Im Rahmen der Entscheidung über den Überprüfungsantrag gemäß § 44 Abs. 1 Satz 1 SGB X ist zu entscheiden, ob
der Vortrag des Klägers in dem jetzigen Gerichtsverfahren angesichts seiner Bekundung im Verhandlungstermin am
19. Februar 1997 überhaupt als schlüssig gelten kann.
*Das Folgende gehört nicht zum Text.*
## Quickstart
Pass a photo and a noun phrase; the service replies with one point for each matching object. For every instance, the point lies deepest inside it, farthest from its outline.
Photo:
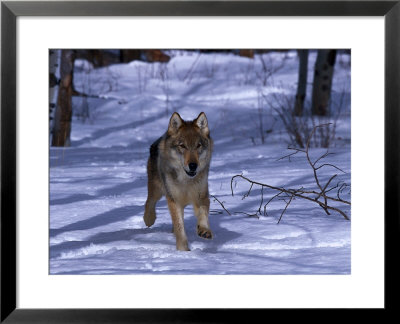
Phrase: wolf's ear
(174, 123)
(202, 123)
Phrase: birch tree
(322, 85)
(63, 114)
(54, 80)
(302, 83)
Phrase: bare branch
(222, 205)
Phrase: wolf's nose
(192, 166)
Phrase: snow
(98, 186)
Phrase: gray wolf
(178, 169)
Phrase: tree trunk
(302, 83)
(63, 115)
(322, 85)
(54, 80)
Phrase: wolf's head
(190, 143)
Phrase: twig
(222, 205)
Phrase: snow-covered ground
(98, 186)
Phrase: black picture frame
(11, 10)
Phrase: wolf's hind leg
(154, 195)
(201, 210)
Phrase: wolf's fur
(170, 171)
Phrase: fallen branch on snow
(319, 197)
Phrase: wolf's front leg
(176, 212)
(201, 210)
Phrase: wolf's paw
(149, 218)
(204, 232)
(182, 246)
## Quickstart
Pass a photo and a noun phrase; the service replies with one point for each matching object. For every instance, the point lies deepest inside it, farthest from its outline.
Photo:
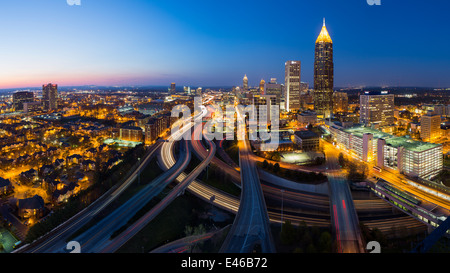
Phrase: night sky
(214, 43)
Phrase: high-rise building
(187, 90)
(245, 83)
(430, 126)
(50, 96)
(323, 74)
(262, 84)
(21, 97)
(172, 88)
(292, 85)
(199, 91)
(340, 102)
(376, 108)
(274, 88)
(262, 104)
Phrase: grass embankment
(295, 176)
(147, 175)
(103, 181)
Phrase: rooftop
(359, 131)
(305, 134)
(409, 144)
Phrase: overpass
(125, 236)
(56, 239)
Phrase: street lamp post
(282, 191)
(139, 173)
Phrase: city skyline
(102, 49)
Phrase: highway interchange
(251, 227)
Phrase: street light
(282, 191)
(139, 173)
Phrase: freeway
(343, 214)
(96, 237)
(120, 240)
(251, 226)
(56, 239)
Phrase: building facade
(274, 88)
(340, 102)
(50, 97)
(21, 97)
(402, 154)
(292, 85)
(376, 108)
(245, 83)
(323, 74)
(306, 140)
(430, 126)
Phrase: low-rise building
(307, 117)
(402, 154)
(5, 186)
(31, 207)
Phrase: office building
(172, 88)
(412, 158)
(430, 126)
(50, 97)
(262, 84)
(307, 117)
(263, 105)
(245, 83)
(131, 133)
(306, 140)
(323, 74)
(376, 108)
(21, 97)
(274, 88)
(292, 76)
(402, 154)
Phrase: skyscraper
(172, 88)
(323, 74)
(21, 97)
(50, 96)
(245, 83)
(340, 102)
(292, 85)
(376, 108)
(430, 126)
(262, 84)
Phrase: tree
(287, 234)
(325, 242)
(276, 168)
(341, 159)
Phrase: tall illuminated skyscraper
(172, 88)
(245, 83)
(376, 108)
(262, 84)
(430, 126)
(50, 96)
(21, 97)
(323, 74)
(292, 85)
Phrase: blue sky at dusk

Daraus folgt die weitergehende Frage, ob das Gericht
möglicherweise neue Beweise erheben muss, die als geeignet erscheinen, den klägerischen Vortrag zu unterstützen.
Dabei muss das Gericht prüfen, welche Tatsachen vorliegen müssen, damit es die vom Kläger begehrte Rechtsfolge
aussprechen kann.
Unter Beachtung der vorstehend formulierten Fragestellung kommt der Senat zu dem Ergebnis, dass es jeder
Lebenserfahrung widerspricht, dass ein Kläger 6 Jahre (Klagebegründung vom 24. März 1999) nach einem
tatsächlichen Lebensablauf sehr viel umfassendere und detailliertere Erinnerungen an Einzelheiten haben will, als 4
Jahre (mündliche Verhandlung am 19. Februar 1997) nach diesem Ereignis. Angesichts der Aussagen des Klägers am
19. Februar 1997, dass er sich an Einzelheiten nicht mehr erinnern könne, ist es mit logischen Argumenten und dem
Erfahrungsbereich des Senats nicht zu vereinbaren, dass er zwei Jahre später sehr viel genauere Erinnerungen an
das konkrete Telefongespräch 22. Juni 1993 gehabt haben will. Der Vortrag des Klägers in der Klagebegründung vom
24. März 1999 erscheint insoweit als unschlüssig, weil dieser Vortrag mit den Bekundungen desselben Klägers zwei
Jahre zuvor nicht nur nicht in Einklang gebracht werden kann, sondern diesem massivst widerspricht.
Im Ergebnis ist daher das Urteil des Sozialgerichts Kassel vom 22. April 1999 nicht zu beanstanden, wenn es
feststellt, das der Kläger das Zustandekommen des Beschäftigungsverhältnisses bei dem Deutschen Roten Kreuz in
H. vereitelt hat. Dem Kläger muss insofern auch vorgehalten werden, dass er in dem früheren gerichtlichen Verfahren
vorgetragen hat, das Stellenangebot sei ihm nicht zumutbar gewesen, da er nicht entsprechend qualifiziert und an
einer Springertätigkeit nicht interessiert gewesen sei. Hinsichtlich der Zumutbarkeit des Arbeitsangebotes kann
insoweit auf die Begründung des angefochtenen Urteils verwiesen werden, § 153 Abs. 2 SGG. Dass der Kläger dieses
Arbeitsangebot von Anfang an nicht ergreifen wollte, ergibt sich aus seiner schriftlichen Reaktion (Bl. 461 VA) nach
dem geführten Telefongespräch vom 22. Juni 1993. Nach alledem ist die Entscheidung der Beklagten über die
Feststellung des Eintritts einer Sperrzeit für den Zeitraum vom 23. Juni 1993 bis 17. August 1993 rechtmäßig
ergangen und das mit der vorliegenden Berufung angefochtene Urteil ist nicht zu beanstanden.
Die Kostenentscheidung beruht auf § 193 SGG.
Die Revision wird gemäß § 160 Abs. 2 Nr. 1 SGG zugelassen.